Fistful of rice: A food bank formed by women from minority communities
The best part about Musti Chal is that if anyone in the village runs out of rice, they can always get it from us and return it later.
Around 5,000 women, mostly from the minority communities, are finding self-sufficiency with every passing day.
Under an initiative formally known as "Food Bank", the women set aside a fist-sized portion of rice every day.
With some logistic support and supervision from national and international NGOs, this Musti Chal (fistful of rice) practice is helping out women at 90 villages in two upazilas under Naogaon -- Sahapar and Niamatpur -- since 2015.
After enough rice is saved, the women then sell it and use the money for income-generating activities, like buying cattle, cultivating fish in Khas ponds, running community businesses and helping people from their communities.
Many of these landless women have also bought land, opened shops, started business, bought land for funeral rites and even built their own temples.
In a recent visit to Niamatpur and Sapahar upazila, this correspondent found that in the past, the women used to undertake the same activities by taking out loans from local Mahajans, entrepreneurs, village arbitrators, NGOs, local clubs and more at higher rates. But as Musti Chal has gained in prominence, they have stopped going for such expensive loans.
This is how the process works: a group of 20-30 women band together and set aside a fistful of rice whenever they cook a meal for seven days. The rice is kept in pots, which is then gathered inside a big drum. At the conclusion of the week, they sell the rice and use the money to fund their income-generating activities of choice.
In Niamatpur's Kamaspur village, 30 women have been collecting Musti Chal for the last seven years. So far, they have sold rice worth Tk 1 lakh and are now cultivating fish in three Khas ponds, rearing three cows and helping the people of the village with the money.

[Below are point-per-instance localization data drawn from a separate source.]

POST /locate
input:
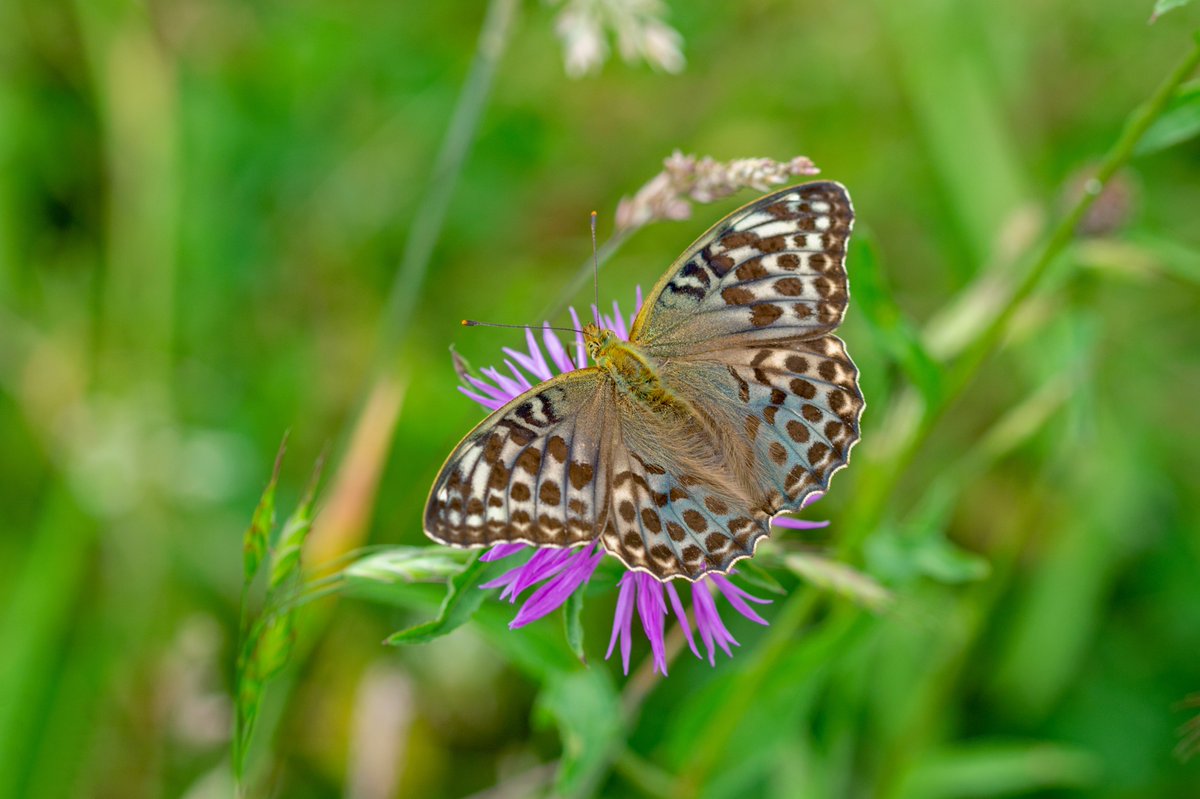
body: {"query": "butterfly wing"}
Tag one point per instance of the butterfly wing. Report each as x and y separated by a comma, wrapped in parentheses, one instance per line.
(739, 331)
(796, 406)
(767, 427)
(532, 472)
(675, 512)
(772, 270)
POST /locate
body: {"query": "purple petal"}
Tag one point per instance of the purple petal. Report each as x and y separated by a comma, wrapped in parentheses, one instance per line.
(682, 614)
(489, 389)
(653, 610)
(491, 404)
(709, 623)
(581, 352)
(797, 523)
(502, 551)
(553, 593)
(543, 565)
(521, 378)
(556, 350)
(737, 598)
(534, 365)
(508, 385)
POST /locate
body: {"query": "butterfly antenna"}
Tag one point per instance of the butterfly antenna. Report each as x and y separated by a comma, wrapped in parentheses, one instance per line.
(595, 270)
(472, 323)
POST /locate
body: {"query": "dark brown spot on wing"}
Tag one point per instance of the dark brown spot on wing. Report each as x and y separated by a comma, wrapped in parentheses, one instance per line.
(550, 493)
(765, 314)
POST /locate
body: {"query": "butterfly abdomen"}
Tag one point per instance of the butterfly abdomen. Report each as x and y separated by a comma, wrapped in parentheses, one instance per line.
(637, 378)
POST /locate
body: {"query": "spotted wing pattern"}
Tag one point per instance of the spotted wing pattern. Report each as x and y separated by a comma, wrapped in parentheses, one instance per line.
(771, 270)
(774, 424)
(675, 510)
(531, 472)
(797, 404)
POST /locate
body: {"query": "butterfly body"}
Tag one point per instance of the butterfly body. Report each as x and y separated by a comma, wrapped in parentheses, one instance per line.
(634, 373)
(730, 402)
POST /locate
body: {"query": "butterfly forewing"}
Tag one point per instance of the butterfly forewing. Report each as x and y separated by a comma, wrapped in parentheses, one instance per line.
(532, 472)
(771, 270)
(759, 408)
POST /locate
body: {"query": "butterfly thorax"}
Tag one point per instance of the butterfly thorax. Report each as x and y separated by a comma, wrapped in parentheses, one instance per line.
(634, 372)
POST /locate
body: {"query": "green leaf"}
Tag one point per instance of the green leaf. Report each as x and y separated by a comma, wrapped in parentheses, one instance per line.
(1003, 768)
(840, 578)
(1163, 6)
(264, 653)
(1179, 121)
(407, 565)
(286, 553)
(573, 624)
(586, 709)
(893, 331)
(463, 598)
(253, 542)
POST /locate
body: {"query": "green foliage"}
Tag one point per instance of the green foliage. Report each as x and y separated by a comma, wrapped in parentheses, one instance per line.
(1163, 6)
(268, 638)
(463, 598)
(1179, 122)
(587, 712)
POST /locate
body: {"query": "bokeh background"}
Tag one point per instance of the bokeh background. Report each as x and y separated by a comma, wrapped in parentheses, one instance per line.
(207, 204)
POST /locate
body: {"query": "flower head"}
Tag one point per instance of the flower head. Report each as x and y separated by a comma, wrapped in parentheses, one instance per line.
(553, 575)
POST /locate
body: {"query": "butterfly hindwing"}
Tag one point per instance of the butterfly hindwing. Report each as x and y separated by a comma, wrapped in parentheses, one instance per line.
(673, 511)
(771, 270)
(732, 402)
(531, 472)
(795, 404)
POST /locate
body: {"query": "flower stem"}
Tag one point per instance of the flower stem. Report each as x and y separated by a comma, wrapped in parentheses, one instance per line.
(880, 480)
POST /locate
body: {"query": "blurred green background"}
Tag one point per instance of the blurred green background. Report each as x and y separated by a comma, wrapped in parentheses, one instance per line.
(204, 205)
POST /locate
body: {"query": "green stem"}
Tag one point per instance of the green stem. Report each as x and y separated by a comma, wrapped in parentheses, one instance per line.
(431, 210)
(879, 481)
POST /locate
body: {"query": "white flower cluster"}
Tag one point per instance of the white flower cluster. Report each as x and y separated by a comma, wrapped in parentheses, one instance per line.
(685, 180)
(639, 29)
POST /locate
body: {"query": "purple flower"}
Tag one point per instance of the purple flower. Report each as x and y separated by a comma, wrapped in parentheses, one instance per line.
(553, 575)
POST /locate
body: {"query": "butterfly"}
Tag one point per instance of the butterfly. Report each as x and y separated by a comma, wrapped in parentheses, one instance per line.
(731, 402)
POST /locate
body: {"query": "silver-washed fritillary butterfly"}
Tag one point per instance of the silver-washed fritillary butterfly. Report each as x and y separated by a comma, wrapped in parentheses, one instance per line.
(730, 402)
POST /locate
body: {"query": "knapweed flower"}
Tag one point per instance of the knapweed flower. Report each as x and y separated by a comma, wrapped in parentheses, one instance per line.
(553, 574)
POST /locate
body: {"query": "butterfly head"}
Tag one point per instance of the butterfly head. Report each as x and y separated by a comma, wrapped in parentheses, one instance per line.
(599, 342)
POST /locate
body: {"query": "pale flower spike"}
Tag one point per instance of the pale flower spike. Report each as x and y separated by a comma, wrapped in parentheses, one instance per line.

Maniza (30), of Kulmodanga village under Sapahar upazila, bought six decimals of land by taking money from their 30 member–group practicing Musti Chal. Like Maniza, there are 14 landless families who bought at least five bighas of land in the upazila by getting financial help from their Musti Chal–collecting groups. One of the groups bought a shop at the Sapahar new market worth of Tk five lakh, said Shamsul Haque, senior programme officer of the Borendro Development Organization (BDO), a local NGO which monitor the groups.
This economic empowerment is also helping the women grow in confidence. In the past, many of them were shy to speak publicly. But after finding self-sufficiency through the project, they're growing in power. Five women from these are contesting the ongoing UP elections as independent candidates.
"When the Covid started in Bangladesh, many of our neighbours were out of work. Back then we lent them rice from the food bank," said Minoti Pahan of Sirajpur village.
Rekha Rani Ray (30), of same village, said, "The best part about Musti Chal is that if anyone in the village runs out of rice, they can always get it from us and return it later."
There are three NGOs; Action Aid Bangladesh, Manusher Jonno Foundation (MJF) and Andheri HILFE which are running three projects; CLIMATE, REEAL and SOLID, to supervise the Musti Chal initiatives.